ち良医が遠く外へ旅行しているに、子供は誤って毒薬を飲み悶え苦しんでいた。
その帰って来た父は直ちに良薬を与えたので本心を失っていない子供はすぐに薬を服して病をいやすことができたが、毒が深く入って本心を失っている子供は、薬を服用しようとしないので、父はこれを憐み、方便を設けて救わんとして、一旦外に出て使いを遣わして「汝等の父は既に死せり」と告げさせた。

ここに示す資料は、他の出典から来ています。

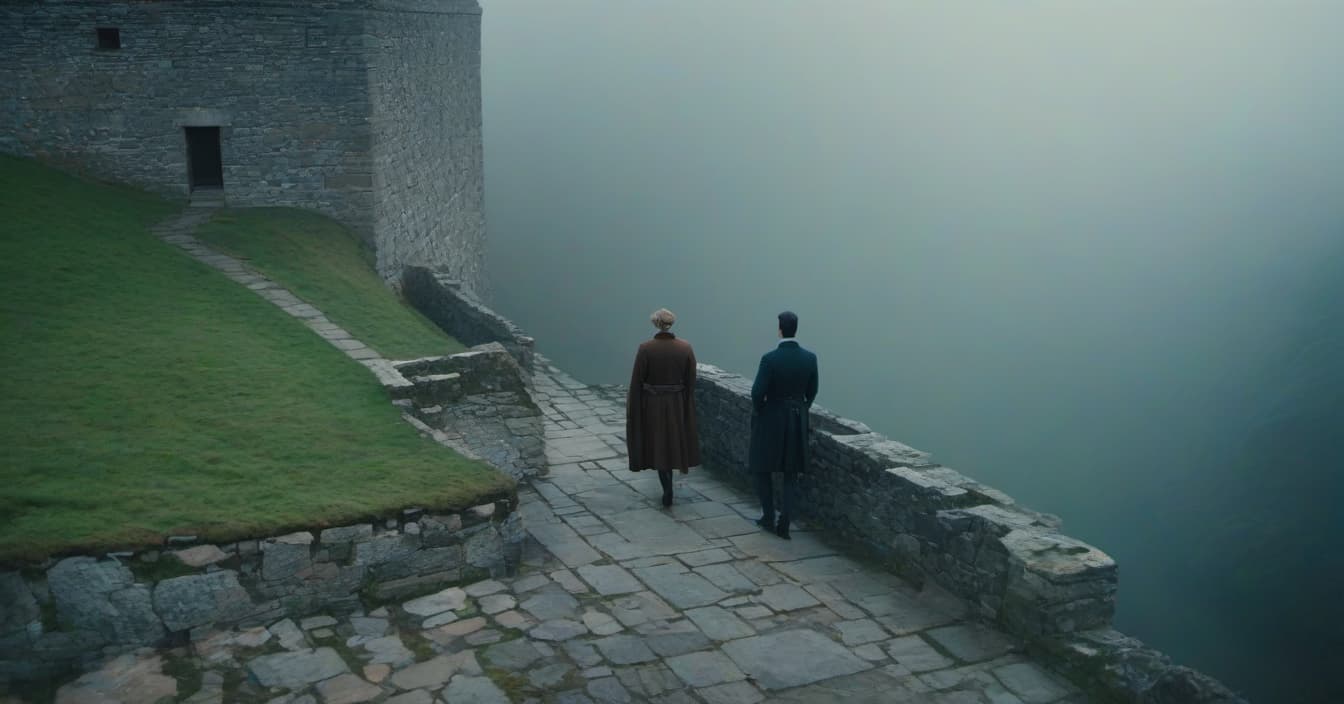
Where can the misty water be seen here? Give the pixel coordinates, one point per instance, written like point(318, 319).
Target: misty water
point(1090, 254)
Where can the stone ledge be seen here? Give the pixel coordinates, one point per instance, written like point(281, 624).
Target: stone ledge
point(461, 315)
point(73, 610)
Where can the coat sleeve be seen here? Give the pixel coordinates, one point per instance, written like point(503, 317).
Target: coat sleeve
point(635, 411)
point(812, 383)
point(760, 386)
point(688, 378)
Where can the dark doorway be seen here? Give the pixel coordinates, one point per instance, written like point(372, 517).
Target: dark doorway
point(204, 168)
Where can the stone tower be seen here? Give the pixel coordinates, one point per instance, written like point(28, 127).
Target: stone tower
point(366, 110)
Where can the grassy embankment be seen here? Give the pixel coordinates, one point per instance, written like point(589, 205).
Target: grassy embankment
point(144, 394)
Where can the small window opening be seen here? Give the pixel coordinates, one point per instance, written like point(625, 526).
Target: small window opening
point(109, 38)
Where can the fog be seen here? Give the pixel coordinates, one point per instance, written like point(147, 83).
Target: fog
point(1087, 253)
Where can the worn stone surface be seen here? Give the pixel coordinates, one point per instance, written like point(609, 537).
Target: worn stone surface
point(297, 669)
point(559, 629)
point(436, 603)
point(465, 689)
point(624, 649)
point(972, 642)
point(514, 654)
point(609, 579)
point(429, 675)
point(551, 603)
point(200, 555)
point(792, 658)
point(917, 654)
point(101, 597)
point(347, 689)
point(704, 669)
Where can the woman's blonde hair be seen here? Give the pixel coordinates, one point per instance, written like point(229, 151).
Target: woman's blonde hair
point(663, 319)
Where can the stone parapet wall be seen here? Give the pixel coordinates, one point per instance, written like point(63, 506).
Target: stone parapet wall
point(77, 610)
point(460, 313)
point(1012, 566)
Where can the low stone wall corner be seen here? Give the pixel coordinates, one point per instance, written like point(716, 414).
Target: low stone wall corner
point(461, 315)
point(71, 611)
point(479, 403)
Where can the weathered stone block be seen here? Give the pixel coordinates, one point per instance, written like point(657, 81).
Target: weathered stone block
point(101, 597)
point(18, 607)
point(186, 602)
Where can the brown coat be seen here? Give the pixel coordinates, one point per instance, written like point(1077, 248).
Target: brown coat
point(660, 430)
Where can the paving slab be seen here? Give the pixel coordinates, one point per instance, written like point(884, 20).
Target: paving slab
point(860, 632)
point(719, 624)
point(566, 544)
point(738, 692)
point(769, 547)
point(726, 578)
point(786, 598)
point(676, 638)
point(624, 649)
point(917, 654)
point(551, 603)
point(561, 629)
point(636, 609)
point(656, 532)
point(347, 689)
point(515, 654)
point(726, 525)
point(1031, 683)
point(448, 599)
point(609, 579)
point(972, 642)
point(682, 589)
point(792, 658)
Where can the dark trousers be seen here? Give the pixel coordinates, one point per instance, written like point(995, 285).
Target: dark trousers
point(765, 489)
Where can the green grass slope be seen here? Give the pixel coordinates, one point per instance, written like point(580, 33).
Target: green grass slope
point(324, 264)
point(143, 394)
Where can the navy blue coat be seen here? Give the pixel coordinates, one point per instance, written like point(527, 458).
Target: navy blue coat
point(781, 399)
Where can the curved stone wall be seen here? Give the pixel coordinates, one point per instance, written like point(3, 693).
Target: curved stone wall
point(75, 610)
point(928, 521)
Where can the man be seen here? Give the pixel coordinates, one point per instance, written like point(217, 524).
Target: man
point(781, 401)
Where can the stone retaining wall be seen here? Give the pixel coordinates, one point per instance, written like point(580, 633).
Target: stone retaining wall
point(929, 521)
point(75, 610)
point(477, 403)
point(444, 301)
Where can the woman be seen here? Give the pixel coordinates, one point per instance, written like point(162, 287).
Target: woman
point(660, 410)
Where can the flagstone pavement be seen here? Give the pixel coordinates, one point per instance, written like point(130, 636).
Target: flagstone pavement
point(618, 599)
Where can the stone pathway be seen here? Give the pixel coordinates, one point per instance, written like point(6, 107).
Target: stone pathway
point(179, 229)
point(616, 601)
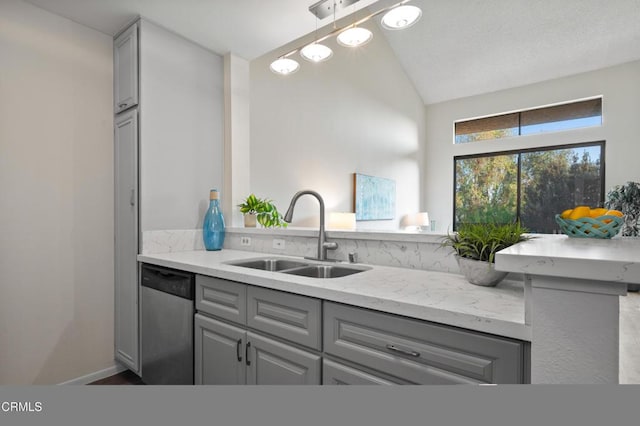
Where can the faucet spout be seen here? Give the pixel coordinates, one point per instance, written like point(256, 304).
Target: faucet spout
point(323, 244)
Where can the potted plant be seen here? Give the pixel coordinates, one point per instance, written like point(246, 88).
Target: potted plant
point(626, 198)
point(262, 211)
point(476, 246)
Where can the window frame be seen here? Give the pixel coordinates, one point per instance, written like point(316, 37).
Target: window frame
point(519, 120)
point(519, 152)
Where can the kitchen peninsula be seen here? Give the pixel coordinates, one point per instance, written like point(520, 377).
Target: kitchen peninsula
point(572, 289)
point(573, 329)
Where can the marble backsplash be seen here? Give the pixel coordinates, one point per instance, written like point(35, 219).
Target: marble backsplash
point(406, 250)
point(155, 242)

本心を失った子供はこれを聞いて悲しみ、悲しみに堪えずしてついに本心を取り戻し、父の与えた良薬を服したところ、毒はたちどころに消除して病も全治したので、父は還り来ったという。
日蓮聖人は『観心本尊抄』にこの良医の譬の文を引き「是好良薬」とは寿量品の肝要たる名体宗用教の南無妙法蓮華経であると述べ、末法の始めに教主釈尊より付属された本化上行等の菩薩が出現して、良薬たる南無妙法蓮華経五字七字末代幼稚の者に服せしめると力説されている。